Each year on the last Thursday of the Indiana State Fair, the finals of the rooster crowing contest are held in the Rabbit/Poultry Barn. It creates competing instincts in a person: On one hand the intensity of the competition between the roosters is exhilarating (whoever crows the most in 15 minutes is the winner); on the other hand, the drone of the fans and general exhaustion that comes from being at the fair inspires one to want to curl up on the cool concrete floor and take a nap.
A sizable crowd of around 200 eager but soporific onlookers was gathered. The roosters were lined up in cages, elevated one level by a row of cages that contained ducks. We can only imagine how underappreciated the ducks must have felt for their brethren to be resting upon them while subject to such scrutiny (and yawns) and accolade, though it is difficult to envision a quacking competition as compelling, albeit monotonous, as a rooster crowing contest.
Doesn’t “cockle-doodle-do!” just say “Wake up!”?
We tried; we leaned forward and we counted … we all counted as the roosters, motivated by clapping and the shaking of keys, arbitrarily or, who knows, not so arbitrarily sang their sumptuous song, piercing the din of ambient noise.

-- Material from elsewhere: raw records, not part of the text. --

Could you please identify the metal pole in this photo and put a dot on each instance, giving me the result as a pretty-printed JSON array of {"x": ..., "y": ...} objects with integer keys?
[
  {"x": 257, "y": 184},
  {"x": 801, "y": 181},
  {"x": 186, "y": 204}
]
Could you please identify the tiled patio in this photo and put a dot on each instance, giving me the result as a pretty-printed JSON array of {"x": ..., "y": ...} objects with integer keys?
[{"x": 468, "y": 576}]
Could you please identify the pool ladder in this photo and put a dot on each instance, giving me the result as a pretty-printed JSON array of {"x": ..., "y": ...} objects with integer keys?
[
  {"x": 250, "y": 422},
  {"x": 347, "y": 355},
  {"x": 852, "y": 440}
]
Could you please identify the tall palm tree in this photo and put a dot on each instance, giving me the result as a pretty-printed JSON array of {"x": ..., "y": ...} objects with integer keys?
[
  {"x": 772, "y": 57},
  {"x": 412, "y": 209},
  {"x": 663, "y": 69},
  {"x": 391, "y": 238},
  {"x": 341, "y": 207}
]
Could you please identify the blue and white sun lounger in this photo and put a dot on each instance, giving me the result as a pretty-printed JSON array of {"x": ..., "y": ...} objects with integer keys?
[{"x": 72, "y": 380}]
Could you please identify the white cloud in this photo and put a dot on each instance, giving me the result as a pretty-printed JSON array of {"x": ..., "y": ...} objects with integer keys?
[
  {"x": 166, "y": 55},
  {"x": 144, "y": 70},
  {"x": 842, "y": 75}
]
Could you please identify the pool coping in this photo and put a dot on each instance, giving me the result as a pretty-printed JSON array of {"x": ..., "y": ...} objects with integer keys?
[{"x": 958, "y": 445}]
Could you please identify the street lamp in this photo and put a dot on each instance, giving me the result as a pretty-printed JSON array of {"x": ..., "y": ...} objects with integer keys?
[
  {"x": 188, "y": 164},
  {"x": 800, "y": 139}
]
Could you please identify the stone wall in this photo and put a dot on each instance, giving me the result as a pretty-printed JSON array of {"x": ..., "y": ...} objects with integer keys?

We humans, full of fair food and stunned by the sun, watched in rapt but glazed attention as the winning rooster won by the barbicel of a feather, 60-59 over its closest challenger.
After the contest we wandered the aisles, ogling the roosters in a kickback, non-competitive mode. In contrast to the sparse crowing during the competition, now they were crowing up a storm. Perhaps the competitors had been experiencing performance anxiety.
Either that or they were trying to put us to sleep so that they might escape their caged existence as we slumbered in our seats.